This Erasmus+ Strategic Partnerships project, implemented with the leadership of Transparency International Hungary, set the goal of developing a curriculum which seeks to test the knowledge of secondary school students through interactive tasks, games and a competition of short videos, and call their attention to the presence of corruption, as well as to its social and individual impacts.


The three-year international project involves the Italian and Slovenian chapter of Transparency International, represented by two selected secondary schools each, and it provides training to the teachers of the schools to prepare them for applying the curriculum in the classroom. The curriculum is based on the publication called 'Students Against Corruption’, prepared in a project supported under the Youth in Action programme. The current project seeks to test and try the curriculum, to be followed by the development a quadrilingual online platform.

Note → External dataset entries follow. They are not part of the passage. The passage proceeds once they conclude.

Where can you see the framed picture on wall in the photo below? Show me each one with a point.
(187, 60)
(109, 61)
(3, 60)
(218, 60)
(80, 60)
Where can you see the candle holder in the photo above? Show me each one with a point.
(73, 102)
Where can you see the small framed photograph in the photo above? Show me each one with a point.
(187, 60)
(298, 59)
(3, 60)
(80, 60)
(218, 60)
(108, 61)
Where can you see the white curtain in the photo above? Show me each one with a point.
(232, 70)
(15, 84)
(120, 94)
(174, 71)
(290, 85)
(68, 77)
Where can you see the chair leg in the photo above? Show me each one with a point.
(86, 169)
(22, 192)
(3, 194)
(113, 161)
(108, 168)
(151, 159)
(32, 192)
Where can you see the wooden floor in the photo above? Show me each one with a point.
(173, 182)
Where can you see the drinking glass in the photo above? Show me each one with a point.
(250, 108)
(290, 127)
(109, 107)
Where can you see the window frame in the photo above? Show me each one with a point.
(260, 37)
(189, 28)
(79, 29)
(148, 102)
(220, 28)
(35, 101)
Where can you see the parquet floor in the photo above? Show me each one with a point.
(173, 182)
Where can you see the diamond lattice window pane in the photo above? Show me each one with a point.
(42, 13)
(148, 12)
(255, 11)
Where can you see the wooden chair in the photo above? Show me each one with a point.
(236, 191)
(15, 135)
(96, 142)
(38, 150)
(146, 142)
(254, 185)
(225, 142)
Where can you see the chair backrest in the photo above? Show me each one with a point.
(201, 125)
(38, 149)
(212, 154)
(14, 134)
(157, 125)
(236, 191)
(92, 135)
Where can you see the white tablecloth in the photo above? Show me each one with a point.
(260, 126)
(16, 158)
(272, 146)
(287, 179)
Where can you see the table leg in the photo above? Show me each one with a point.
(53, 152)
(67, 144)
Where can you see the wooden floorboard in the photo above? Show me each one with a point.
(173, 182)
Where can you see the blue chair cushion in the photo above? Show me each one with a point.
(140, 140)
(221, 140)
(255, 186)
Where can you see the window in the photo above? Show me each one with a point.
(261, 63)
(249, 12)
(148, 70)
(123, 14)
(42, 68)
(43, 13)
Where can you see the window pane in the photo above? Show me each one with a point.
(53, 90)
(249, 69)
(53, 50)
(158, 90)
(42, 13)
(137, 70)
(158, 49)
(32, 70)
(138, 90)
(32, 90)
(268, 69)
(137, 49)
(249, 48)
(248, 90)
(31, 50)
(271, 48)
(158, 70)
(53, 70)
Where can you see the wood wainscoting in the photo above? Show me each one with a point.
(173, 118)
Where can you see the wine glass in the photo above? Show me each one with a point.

We talked to Project Manager Diana Sebestyén, Office Manager of Transparency International Hungary, about the experiences.

Why do you consider it important to reach the secondary school age group?

In 2012, we conducted a survey among young people aged 15 to 29, which pointed out that 80% of the age group thinks that corruption naturally belongs to life, and people who don't live their lives quite honestly are much more successful today. This ratio was so alarming and shocking that it became clear to us that we must intervene as soon as possible, wake up the youth and show them that corruption is not necessarily inherent in life and we can do against it. In our former project – the one that produced the Students against Corruption publication – students brainstormed about how they would call the attention to the risks of corruption within their own small community. That work made us aware how good it was to cooperate with today's secondary school students - they have creative ideas, they are brave, cooperative, open and critical. We want every student about to take the secondary school final exam in Hungary to hear about corruption, its short and long-term effects and possible solutions. Our goal is to include the curriculum developed in the Erasmus+ project in the National Curriculum, either as a compulsory or a recommended component – the form is of secondary importance to us.

How did teachers in Hungary and abroad respond to the issue?

The teachers involved in the project are mostly committed and active. Still, we often have an impression that teachers’ tasks are so many-folded, and they bear so much burden that they find it difficult to insert the training sessions in the curriculum. Some are afraid that the expectation is not a classical teaching method but to give up frontal teaching and allow students some control, too, enabling them to do more independent work. We consider it very important that the school should be a cooperative and active partner, as we expect to rely on teachers in a lot of tasks.

Besides the project submitted under the above-mentioned ’Youth in Action’ programme, what other institutional activities is this project related to?

Transparency International has been creating a strategy every 3 or 5 years to determine what the organisation should focus on. Shaping the views of the society and involving citizens in the fight against corruption has come to the foreground in recent years. The organisation also considers mobilisation and education important at an international level. We believe that it’s not enough to fight corruption phenomena by correcting bad practices, since any well-conceived system can soon go wrong if those who use it don’t consider it important to act honestly in their private and public affairs. Therefore, besides reviewing laws and doing research, we are also engaged in educational and other activities aimed at shaping social views. We seek to expose corruption phenomena to the public, to analyse them, and to provide arguments why it’s worth changing practices of corruption and what benefits these changes can bring to individuals and communities.

At the end of the project, how can you make sure that it has achieved its objective?

Although the issue of corruption is included in the National Curriculum, it’s not given enough emphasis and detail. We would do that and give schools a ready-to-use and tested curriculum, broken down to 3 or 4 classes. Besides, we would like to organise more conferences and thematic days in Budapest and in the country, and we also plan to have the curriculum accredited so we can train as many schools and teachers in the issue of anti-corruption as possible. The curriculum will also be shared with the chapters of Transparency International world-wide for use, so the project outcomes will reach a very broad audience.